Does the NBA have an antitrust problem? A rival basketball league may think so.


Authors: Luke Hasskamp & Molly Donovan

NBA action is FAN-TASTIC! Unless, of course, the action is one brought by the Department of Justice in a different kind of court. But that may be exactly where the NBA finds itself: the DOJ is reportedly investigating the professional basketball association for alleged antitrust violations. The NBA’s alleged anticompetitive conduct targeted Big3, a competitive basketball league founded by Ice Cube and entertainment executive Jeff Kwatinetz (with Clyde Drexler serving as commissioner!). That conduct included allegedly pressuring team owners, current NBA players, and advertisers and partner television networks not to do business with Big3.

Big3 is an aptly named 12-team, 3-on-3 league mostly comprised of retired NBA players. Teams play an eight-week season, followed by a two-week, four-team playoff, all during the NBA’s off-season. In 2023, the Big3’s regular season was held once a week in Chicago, Dallas, Brooklyn, Memphis, Miami, Boston, Charlotte, and Detroit, and the finals were held in London, England.

We’ve previously written about antitrust laws in the sports arena, including the infamous antitrust exemption in professional baseball. But baseball is an anomaly in that regard, as all other professional sports in the United States are subject to federal antitrust laws. (Professional football, baseball, basketball, and hockey are statutorily exempted from antitrust laws for negotiating television broadcast rights. See 15 U.S.C. § 1291.) Thus, antitrust liability is fair game for the NBA.

And, as this story broke, another recent antitrust case jumped to mind: that involving the PGA Tour and LIV Golf, when the PGA Tour faced antitrust scrutiny for its decision to suspend players who played for a would-be competitor league. The NBA dispute has many parallels to the PGA Tour case, though with some notable differences too, even though most details are not public.
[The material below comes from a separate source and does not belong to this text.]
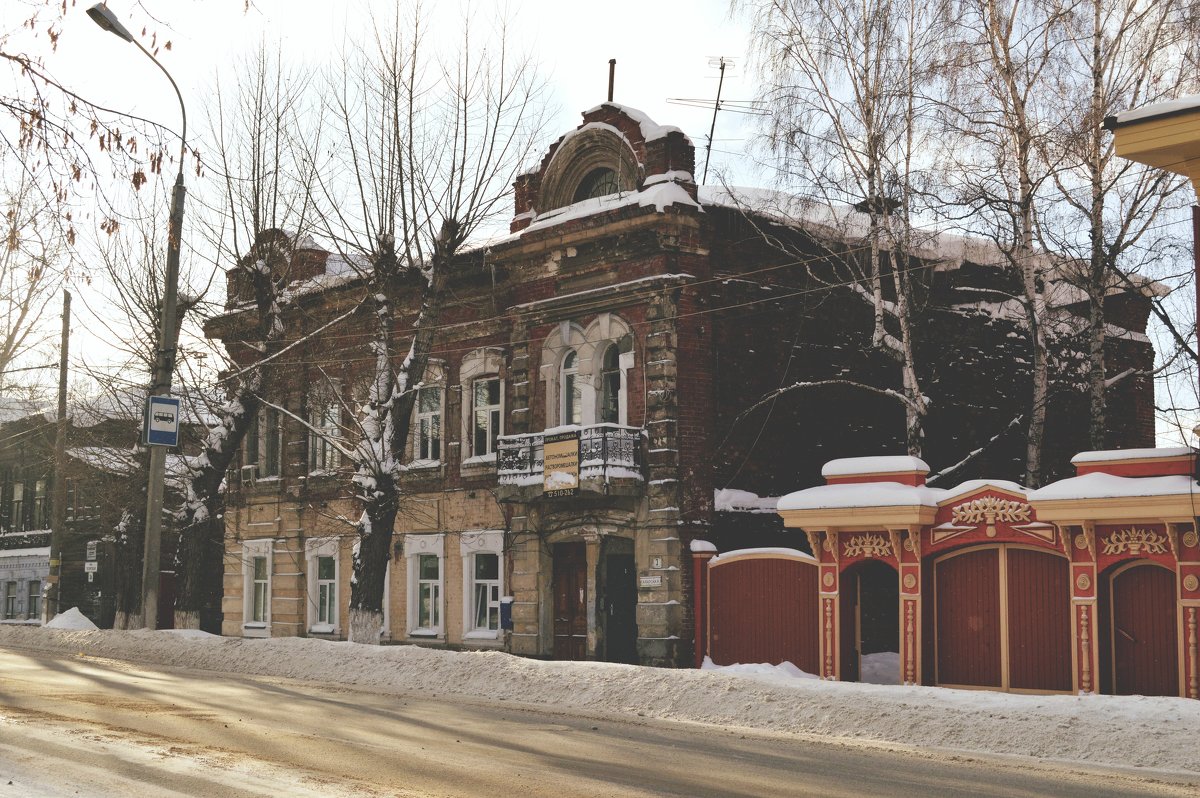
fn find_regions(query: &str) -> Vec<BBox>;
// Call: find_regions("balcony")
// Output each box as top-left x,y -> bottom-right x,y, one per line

To consider the legal nuts and bolts a bit, let’s look at what a Section 1 and Section 2 claim against the NBA might look like.

Section 1 of the Sherman Act – Unlawful Agreements

Federal antitrust laws (Section 1 of the Sherman Act) make it unlawful for two or more actors to enter agreements (conspiracies) to restrain trade or competition in the market. Classic examples include price fixing and group boycotts.
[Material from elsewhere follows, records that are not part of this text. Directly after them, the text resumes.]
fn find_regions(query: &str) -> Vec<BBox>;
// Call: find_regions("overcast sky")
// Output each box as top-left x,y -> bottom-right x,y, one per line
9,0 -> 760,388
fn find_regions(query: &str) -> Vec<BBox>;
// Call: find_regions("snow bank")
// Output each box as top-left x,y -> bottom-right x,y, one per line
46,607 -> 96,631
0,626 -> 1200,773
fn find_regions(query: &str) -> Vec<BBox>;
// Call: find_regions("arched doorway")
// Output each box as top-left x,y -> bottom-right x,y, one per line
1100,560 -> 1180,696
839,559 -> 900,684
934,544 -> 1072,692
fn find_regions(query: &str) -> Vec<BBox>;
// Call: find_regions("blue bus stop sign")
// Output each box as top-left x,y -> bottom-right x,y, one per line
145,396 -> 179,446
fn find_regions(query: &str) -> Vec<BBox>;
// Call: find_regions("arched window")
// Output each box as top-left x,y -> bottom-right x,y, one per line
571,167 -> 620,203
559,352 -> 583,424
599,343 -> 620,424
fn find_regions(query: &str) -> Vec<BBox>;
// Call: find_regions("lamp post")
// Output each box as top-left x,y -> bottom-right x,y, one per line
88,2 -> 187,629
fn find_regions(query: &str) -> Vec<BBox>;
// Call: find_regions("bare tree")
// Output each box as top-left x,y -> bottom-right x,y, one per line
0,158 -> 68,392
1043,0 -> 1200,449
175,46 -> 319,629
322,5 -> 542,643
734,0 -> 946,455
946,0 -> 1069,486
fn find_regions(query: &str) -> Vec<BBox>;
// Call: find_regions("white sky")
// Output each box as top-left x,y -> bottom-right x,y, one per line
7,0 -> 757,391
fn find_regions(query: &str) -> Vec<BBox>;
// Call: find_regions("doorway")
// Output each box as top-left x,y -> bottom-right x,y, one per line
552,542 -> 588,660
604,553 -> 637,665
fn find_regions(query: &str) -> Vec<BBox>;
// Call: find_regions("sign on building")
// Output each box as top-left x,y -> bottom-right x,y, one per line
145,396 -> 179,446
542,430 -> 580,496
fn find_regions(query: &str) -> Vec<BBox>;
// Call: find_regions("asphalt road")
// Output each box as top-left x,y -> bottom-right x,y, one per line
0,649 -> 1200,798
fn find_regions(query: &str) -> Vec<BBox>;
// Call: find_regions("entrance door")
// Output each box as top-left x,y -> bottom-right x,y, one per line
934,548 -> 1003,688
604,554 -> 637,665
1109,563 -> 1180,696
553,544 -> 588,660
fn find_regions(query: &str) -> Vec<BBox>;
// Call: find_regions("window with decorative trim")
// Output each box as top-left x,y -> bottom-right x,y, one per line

Here, the leading legal theory may be the group boycott. Under that theory, the NBA would have entered into one or more agreements with other entities to thwart Big3’s emergence and growth in the market.

One of the improper agreements reported here is between the NBA and the owners of each of its 30 teams, with the NBA allegedly instructing owners to not invest in the fledgling competitor. (An agreement between a sports league and its individual teams can implicate Section 1 of the Sherman Act, as was the theory in the recently-settled litigation against MLB involving the contraction of minor league teams.) The reports also suggest that the NBA may have persuaded sponsors and other business partners to agree to avoid doing business with Big3.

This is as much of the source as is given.